Eines der wichtigsten Merkmale dieses Fahrzeugs ist, dass seine Fortbewegung durch ein hydrostatisches Antriebssystem erfolgt. Mit anderen Worten: Das Fahrzeug nutzt keine herkömmliche Pedal-by-Wire-Architektur für die autonome Bewegungssteuerung. Stattdessen wird seine Bewegung bei niedrigen Geschwindigkeiten durch den hydrostatischen Fahrmodus erreicht, der sich besonders für Kehrarbeiten eignet, da er eine sanfte, kontrollierte und präzise Bewegung ermöglicht.

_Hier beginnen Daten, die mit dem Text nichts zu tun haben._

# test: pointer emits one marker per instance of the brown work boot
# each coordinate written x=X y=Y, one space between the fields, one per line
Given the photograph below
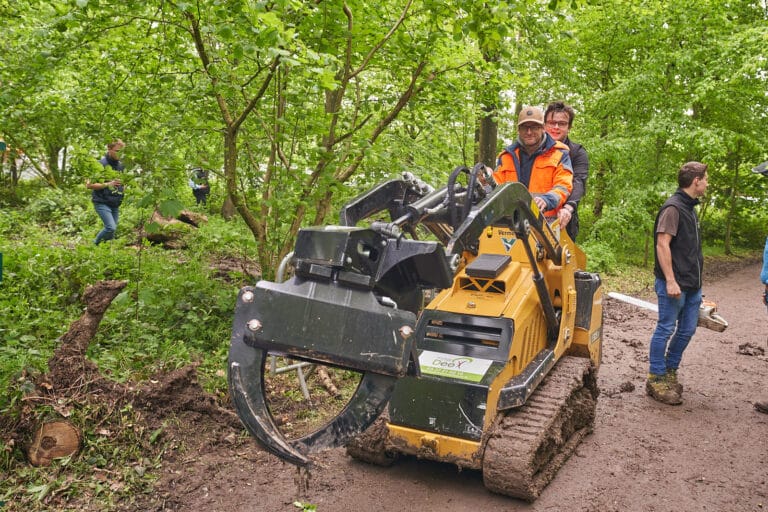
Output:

Diese Art von Antriebssystem ist besonders vorteilhaft in Anwendungen, bei denen sich das Fahrzeug gleichmäßig und präzise bei relativ niedrigen Geschwindigkeiten, typischerweise etwa 10 bis 15 km/h, bewegen muss, während es kontinuierlich eine Reinigungsaufgabe ausführt. Aus diesem Grund bildete die hydrostatische Struktur die Grundlage für die autonome Bewegungsfähigkeit des Fahrzeugs.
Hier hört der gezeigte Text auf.